Hacker News new | ask | show | jobs
by dijksterhuis 80 days ago
As someone who worked on “prompt injection” before it was called “prompt injection” for an (unfinished) phd…

yeah there is only one surefire 100% fix for “prompt injection”: use deterministic solutions ie not machine learning.

----

addendum in case someone tries to make this commonly made point -- i don't use deterministic here to mean "i've pinned the ML model weights after training". i use it in reference to the probability theory stuff of training/models (the boring and complicated maths stuff).

1 comments

Yeah there's no solution to prompt injection, but prompt injection in itself is not a security risk. It's about what you give the LLM access to. You can give it access to your complete DB and APIs, or you can only allow it to operate on a very specific piece of data.
> but prompt injection in itself is not a security risk

sorry, but this is wrong. the only time “prompt injection” is not a security risk is if no data is ever passed as input to a model, or the model output has no bearing on anything in the world anywhere.

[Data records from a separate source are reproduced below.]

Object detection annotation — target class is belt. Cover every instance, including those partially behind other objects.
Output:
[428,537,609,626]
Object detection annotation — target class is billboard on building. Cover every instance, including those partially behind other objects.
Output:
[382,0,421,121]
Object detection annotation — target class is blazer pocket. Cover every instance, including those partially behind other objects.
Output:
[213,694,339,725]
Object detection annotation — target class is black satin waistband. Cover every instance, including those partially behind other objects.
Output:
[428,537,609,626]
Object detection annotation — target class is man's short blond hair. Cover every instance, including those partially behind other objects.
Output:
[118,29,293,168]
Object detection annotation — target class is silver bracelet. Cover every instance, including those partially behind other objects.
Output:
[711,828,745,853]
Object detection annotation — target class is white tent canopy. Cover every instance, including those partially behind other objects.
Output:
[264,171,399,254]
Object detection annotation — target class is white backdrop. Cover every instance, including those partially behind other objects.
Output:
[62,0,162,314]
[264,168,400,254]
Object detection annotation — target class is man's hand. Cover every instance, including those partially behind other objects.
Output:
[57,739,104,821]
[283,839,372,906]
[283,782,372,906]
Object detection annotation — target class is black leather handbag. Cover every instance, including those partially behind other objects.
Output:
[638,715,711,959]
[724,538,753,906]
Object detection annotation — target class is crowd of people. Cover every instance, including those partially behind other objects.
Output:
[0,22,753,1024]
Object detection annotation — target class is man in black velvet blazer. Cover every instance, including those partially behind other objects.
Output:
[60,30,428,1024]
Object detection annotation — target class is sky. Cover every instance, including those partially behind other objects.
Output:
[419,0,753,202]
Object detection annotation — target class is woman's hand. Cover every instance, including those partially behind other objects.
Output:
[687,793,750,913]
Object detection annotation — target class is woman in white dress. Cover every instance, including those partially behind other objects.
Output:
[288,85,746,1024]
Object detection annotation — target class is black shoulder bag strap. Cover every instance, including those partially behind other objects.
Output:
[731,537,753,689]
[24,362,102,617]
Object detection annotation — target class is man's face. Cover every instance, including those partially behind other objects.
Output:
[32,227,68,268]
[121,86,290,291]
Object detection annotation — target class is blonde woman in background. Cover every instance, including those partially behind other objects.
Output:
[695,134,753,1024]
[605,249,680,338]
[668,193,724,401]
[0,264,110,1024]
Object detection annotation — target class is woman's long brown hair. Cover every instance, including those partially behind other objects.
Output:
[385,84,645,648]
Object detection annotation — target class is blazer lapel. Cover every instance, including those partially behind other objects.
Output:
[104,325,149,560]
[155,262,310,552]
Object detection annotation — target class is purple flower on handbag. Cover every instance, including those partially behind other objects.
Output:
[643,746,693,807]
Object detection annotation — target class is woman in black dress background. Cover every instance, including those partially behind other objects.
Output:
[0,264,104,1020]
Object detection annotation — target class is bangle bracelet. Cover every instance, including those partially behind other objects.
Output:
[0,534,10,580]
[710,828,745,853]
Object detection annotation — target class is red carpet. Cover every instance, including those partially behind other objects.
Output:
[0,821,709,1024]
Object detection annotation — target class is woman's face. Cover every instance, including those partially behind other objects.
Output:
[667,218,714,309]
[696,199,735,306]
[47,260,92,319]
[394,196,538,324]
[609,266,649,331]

in which case, why bother with the model/system in the first place.

you can exclude this security risk from your threat model. but what you’re saying there is you don’t believe it’s high likelihood that someone would want to or could run an attack, or that doing so would have sufficiently low impact/severity. possibly because you’ve put mitigations in place …

> It's about what you give the LLM access to. You can give it access to your complete DB and APIs, or you can only allow it to operate on a very specific piece of data.

aha! mitigations!

limiting blast radius and/or limiting access to model input. neither of which remove the security risk, but they do reduce the possible impact/severity and/or likelihood.

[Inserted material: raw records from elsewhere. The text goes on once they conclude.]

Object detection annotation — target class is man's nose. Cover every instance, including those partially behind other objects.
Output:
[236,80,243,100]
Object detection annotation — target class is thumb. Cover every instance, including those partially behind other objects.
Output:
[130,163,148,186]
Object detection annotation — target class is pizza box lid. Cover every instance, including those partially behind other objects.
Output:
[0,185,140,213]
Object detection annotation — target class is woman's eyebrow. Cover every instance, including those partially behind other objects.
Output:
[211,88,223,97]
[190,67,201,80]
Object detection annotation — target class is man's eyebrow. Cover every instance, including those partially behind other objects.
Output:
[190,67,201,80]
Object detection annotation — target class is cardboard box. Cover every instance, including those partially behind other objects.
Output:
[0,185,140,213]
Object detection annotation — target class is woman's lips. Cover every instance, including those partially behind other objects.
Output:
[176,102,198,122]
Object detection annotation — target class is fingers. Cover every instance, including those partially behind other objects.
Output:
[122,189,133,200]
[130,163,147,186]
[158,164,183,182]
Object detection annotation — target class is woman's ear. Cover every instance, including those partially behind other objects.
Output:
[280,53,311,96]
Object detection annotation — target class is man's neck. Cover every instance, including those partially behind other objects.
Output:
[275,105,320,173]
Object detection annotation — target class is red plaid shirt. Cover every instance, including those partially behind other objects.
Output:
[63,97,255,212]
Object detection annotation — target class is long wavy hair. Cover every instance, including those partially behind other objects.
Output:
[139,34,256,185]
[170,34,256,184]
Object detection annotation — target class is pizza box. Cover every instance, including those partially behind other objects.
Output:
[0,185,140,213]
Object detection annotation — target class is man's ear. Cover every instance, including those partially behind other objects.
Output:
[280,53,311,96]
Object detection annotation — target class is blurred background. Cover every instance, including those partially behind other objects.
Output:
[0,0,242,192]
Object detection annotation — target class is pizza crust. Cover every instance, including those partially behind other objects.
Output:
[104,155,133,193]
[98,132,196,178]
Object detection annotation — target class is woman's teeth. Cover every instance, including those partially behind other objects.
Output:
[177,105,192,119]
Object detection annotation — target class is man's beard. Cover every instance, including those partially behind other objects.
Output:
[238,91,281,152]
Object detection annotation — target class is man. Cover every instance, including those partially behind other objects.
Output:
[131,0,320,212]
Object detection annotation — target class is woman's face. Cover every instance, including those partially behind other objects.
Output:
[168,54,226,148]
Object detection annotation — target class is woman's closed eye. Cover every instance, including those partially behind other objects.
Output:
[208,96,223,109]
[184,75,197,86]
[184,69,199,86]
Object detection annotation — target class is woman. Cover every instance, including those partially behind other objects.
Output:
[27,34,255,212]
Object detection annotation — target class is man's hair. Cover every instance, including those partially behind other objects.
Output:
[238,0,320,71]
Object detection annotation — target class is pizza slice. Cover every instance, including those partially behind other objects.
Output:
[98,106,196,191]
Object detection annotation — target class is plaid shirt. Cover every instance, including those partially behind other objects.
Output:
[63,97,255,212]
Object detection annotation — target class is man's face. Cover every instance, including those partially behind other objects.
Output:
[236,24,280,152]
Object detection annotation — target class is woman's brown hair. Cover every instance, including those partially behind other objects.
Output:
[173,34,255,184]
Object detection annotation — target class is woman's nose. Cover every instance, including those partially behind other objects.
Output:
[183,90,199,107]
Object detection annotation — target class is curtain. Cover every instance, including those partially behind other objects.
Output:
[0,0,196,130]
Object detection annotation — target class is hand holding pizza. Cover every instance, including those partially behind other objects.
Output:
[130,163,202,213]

it’s all about the threat model ;)

It's only a mitigations if you already gave AI access. If you use it to for example generate some data based on research on specific data you gave it, you can feed back the AI the data to a human for human verification and then have the human have the final say. That's I think the flow we should use AI for mainly.
Model output that has seen user input is user input. User input can be dealt with securely.